Eu
por Rafael Belo
Eu ouço as folhas secas pegando carona no vento, preenchendo minha varanda abandonada e esmagadas por pés divertidos lá fora. Só podem estar se divertindo, não é? Estão lá fora… Eu já não tenho coragem de sair. Tenho medo de pessoas mascaradas… Quando eram máscaras invisíveis eu me forçava a fingir para viver, agora não. Não há mais fingimento. Bom, eu não finjo mais.
Não entendo mais estes catálogos sociais rasgados, mas sei que estão nos celulares e não com as folhas ao vento. Ver a sensualidade do corpo exposta junto a uma certa intimidade no que foram as redes sociais no passado já não é possível se você tem seu chip funcional.
Determinaram há alguns anos que a sensualidade de fotos, imagens, vídeos, propagandas, músicas e afins era a causa da violência, principalmente, contra a mulher e as crianças. Mas era só uma desculpa para nos controlar. Hoje é necessário uma série de medidas e muita burocracia para ter alguma página virtual de conteúdo. Eu sou uma clandestina. Retirei meu chip no primeiro apagão das conexões. Demoramos décadas para conseguir achar as ações e as pessoas certas para nossa liberdade.

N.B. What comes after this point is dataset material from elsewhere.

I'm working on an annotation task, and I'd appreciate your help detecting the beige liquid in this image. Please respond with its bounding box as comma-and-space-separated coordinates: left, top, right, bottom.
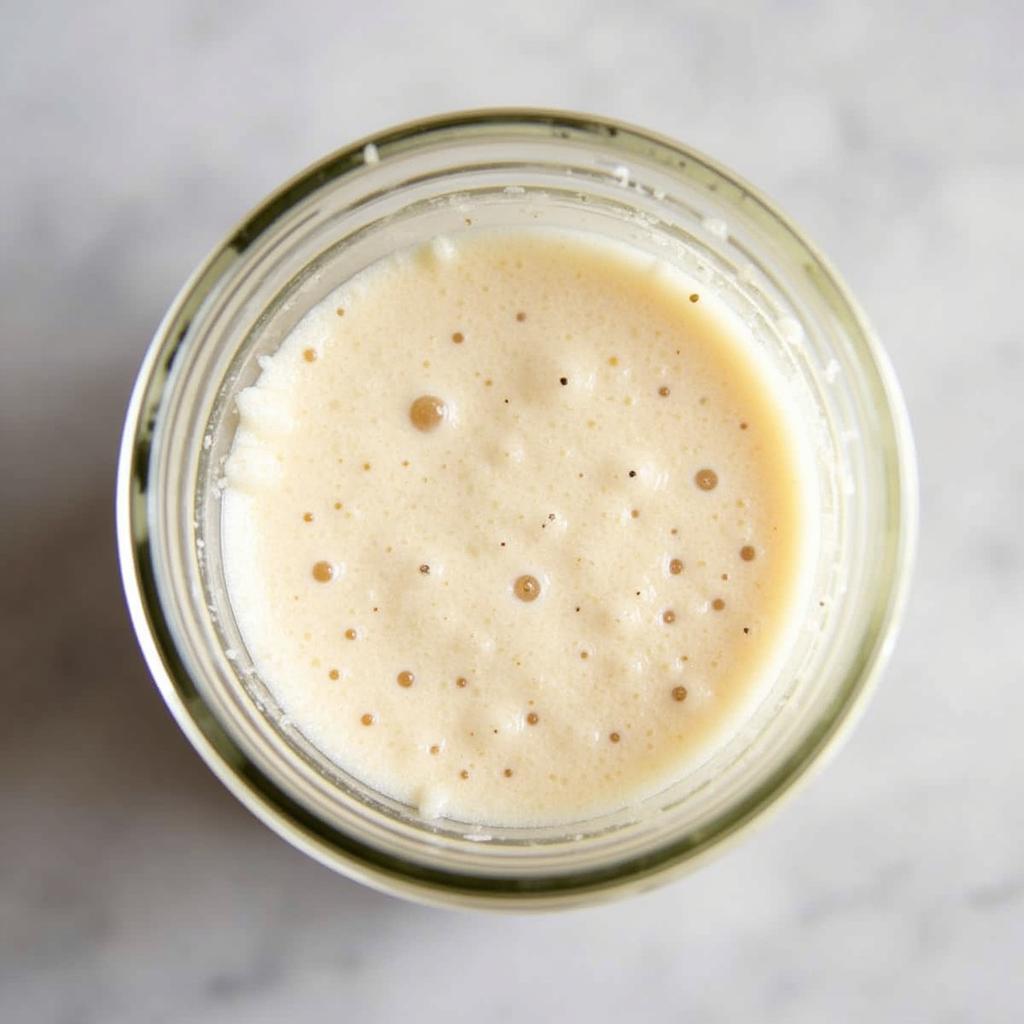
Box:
223, 229, 813, 825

É sempre ela a causa das revoluções. Estamos criando nossa própria rede dos vazios deixados. É óbvio que não saio há tempos. Estou morta para o Sistema e minha casa abandonada é toda laminada por dentro. Assim não detectam movimentos nem meu calor. Eles não eliminam as pessoas mais ou as prendem. Somos reprogramados. Somos repaginados e destinados ao que melhor servir ao Sistema. Eu criei toda uma rede de sinais baseada em ruídos para ser impossível o Sistema reconhecer. Outros Clandestinos estão comigo para finalizar nossa rede. Estamos criando roupas, acessórios e utensílios para passarmos invisíveis pelo Controle implantando em todo lugar. Se você está decifrando este ruído as coordenadas dos nossos encontros chegaram no próximo pulsar junto com todos os materiais necessários. Não deixaremos mais o Sistema mandar o mundo controlado.